Nur Frost kann Badesaison an der Lister retten

Fred Oehm: „Nur ein Kälteeinbruch kann die Ausbreitung der Wasserpest noch verhindern.“ - Foto: Benninghaus

HUNSWINKEL -  Ob in Hunswinkel in Höhe des Stegs, am Badeufer Heiligenberg gegenüber der DLRG-Station oder am Bootsanlegesteg in Windebruch – überall sind kleine Pflänzchen und Verästelungen der Wasserpest angeschwemmt worden.

Von Simone Benninghaus

„Wenn sie im Boden wurzeln, verbreitet sich die Wasserpest rasend schnell“, sieht Fred Oehm die Badesaison 2014 derzeit in ernster Gefahr. Nur Kälte und Frost wären die Rettung.

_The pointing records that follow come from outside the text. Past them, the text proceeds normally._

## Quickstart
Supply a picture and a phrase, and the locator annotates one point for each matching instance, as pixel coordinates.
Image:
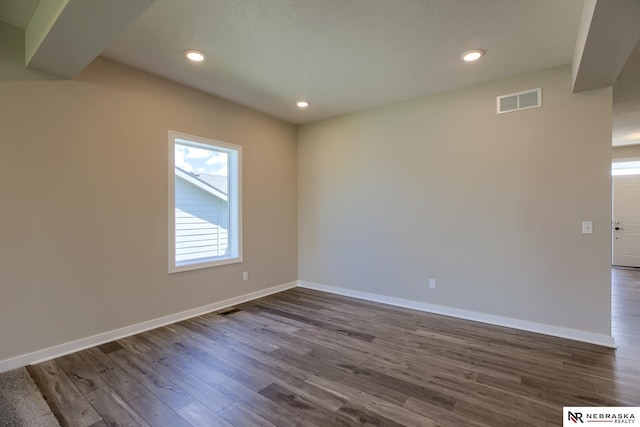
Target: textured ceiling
(349, 55)
(17, 12)
(345, 55)
(626, 102)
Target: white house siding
(202, 223)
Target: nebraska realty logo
(604, 416)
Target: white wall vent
(519, 101)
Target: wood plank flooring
(306, 358)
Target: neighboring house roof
(215, 184)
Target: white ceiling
(626, 102)
(345, 55)
(17, 12)
(349, 55)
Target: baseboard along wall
(105, 337)
(92, 341)
(540, 328)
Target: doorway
(625, 227)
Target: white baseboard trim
(541, 328)
(105, 337)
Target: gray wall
(626, 152)
(489, 205)
(84, 172)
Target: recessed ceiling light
(194, 55)
(472, 55)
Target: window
(204, 203)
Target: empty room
(319, 212)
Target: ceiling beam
(64, 36)
(608, 33)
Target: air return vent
(519, 101)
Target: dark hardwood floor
(306, 358)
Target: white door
(626, 221)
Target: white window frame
(234, 200)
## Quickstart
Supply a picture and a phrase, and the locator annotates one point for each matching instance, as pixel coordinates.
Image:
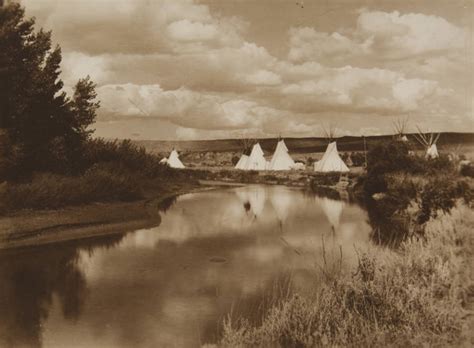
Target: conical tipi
(256, 161)
(432, 152)
(331, 162)
(173, 160)
(429, 142)
(242, 163)
(281, 160)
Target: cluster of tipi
(173, 160)
(281, 160)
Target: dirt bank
(36, 227)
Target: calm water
(214, 253)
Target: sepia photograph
(236, 173)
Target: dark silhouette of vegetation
(46, 128)
(48, 158)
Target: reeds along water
(418, 296)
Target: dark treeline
(43, 128)
(48, 158)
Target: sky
(210, 69)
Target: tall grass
(415, 297)
(106, 171)
(48, 191)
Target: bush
(467, 170)
(125, 154)
(101, 183)
(358, 159)
(440, 195)
(392, 156)
(234, 160)
(411, 298)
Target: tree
(43, 123)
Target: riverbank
(420, 295)
(36, 227)
(27, 227)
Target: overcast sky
(169, 69)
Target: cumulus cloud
(201, 74)
(135, 26)
(385, 35)
(396, 35)
(183, 107)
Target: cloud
(199, 73)
(263, 77)
(388, 35)
(182, 107)
(307, 43)
(135, 26)
(395, 35)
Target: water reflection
(214, 252)
(29, 278)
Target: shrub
(127, 155)
(234, 160)
(391, 157)
(358, 159)
(47, 191)
(411, 298)
(440, 195)
(467, 170)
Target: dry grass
(417, 296)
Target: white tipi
(173, 160)
(331, 162)
(429, 142)
(256, 161)
(432, 152)
(281, 160)
(242, 163)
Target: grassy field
(220, 153)
(419, 296)
(296, 145)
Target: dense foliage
(416, 297)
(45, 129)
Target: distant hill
(299, 145)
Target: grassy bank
(110, 172)
(417, 296)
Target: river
(216, 253)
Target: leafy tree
(45, 126)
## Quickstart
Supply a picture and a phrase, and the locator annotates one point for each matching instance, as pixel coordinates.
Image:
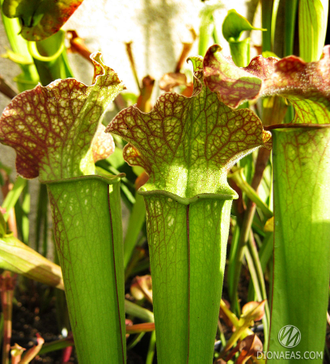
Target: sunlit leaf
(40, 18)
(305, 85)
(187, 144)
(55, 130)
(234, 25)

Das Problem ist nicht neu. Schon seit Jahren ist die Wasserpest mit dem botanischen Namen Elodea canadensis eine hartnäckige Plage, die den Badespaß an der Lister für Einheimische und Urlauber trübt – schon seit Jahren setzt sich der Valberter Ortsvorsteher Fred Oehm dafür ein, dass die Wasserpest in der Talsperre in Schach gehalten werden kann. Das gelingt nur, indem die Wurzeln, die der Schlingpflanze den Halt geben, frei gelegt werden und absterben. Der Ruhrverband muss als Eigentümer des Wasserreservoirs dafür den Wasserspiegel der Lister um etwa vier Meter absenken. Ralf Stötzel, Betriebsleiter des Ruhrverbandes, wartet daher ebenfalls auf die Kälte. Effektiv sei es dann, wenn die betroffenen Uferbereiche auf einer Breite von zehn Metern gereinigt würden. „Sobald eine Kälteperiode einsetzt, stehen alle in den Startlöchern“, betont Fred Oehm. Das gelte auch für viele Freiwillige, die bereits ihre Bereitschaft signalisiert hätten, mit Harken anzurücken, um die abgestorbenen Pflanzen am Uferbereich abzutragen.

Sollte solch eine Aktion nicht durchgeführt werden können, prophezeit Fred Oehm nichts Gutes für die kommende Badesaison. „Die Wasserpest wächst und wächst und wächst. Sollte der Prozess durch das Absterben der Pflanze nicht unterbrochen werden, wird sie sich mit enormer Geschwindigkeit ausbreiten“, befürchtet Oehm das Schlimmste, sollte der Winter weiterhin ausbleiben und weist auf die „grünen Teppiche“ hin, die bereits jetzt an einigen Stellen dicht unter der Wasseroberfläche zu erkennen sind. Am Ufer der beliebten Badestellen in Windebruch, Heiligenberg, Kalberschnacke, Schreibershof und Hunswinkel sei die Gefahr am größten.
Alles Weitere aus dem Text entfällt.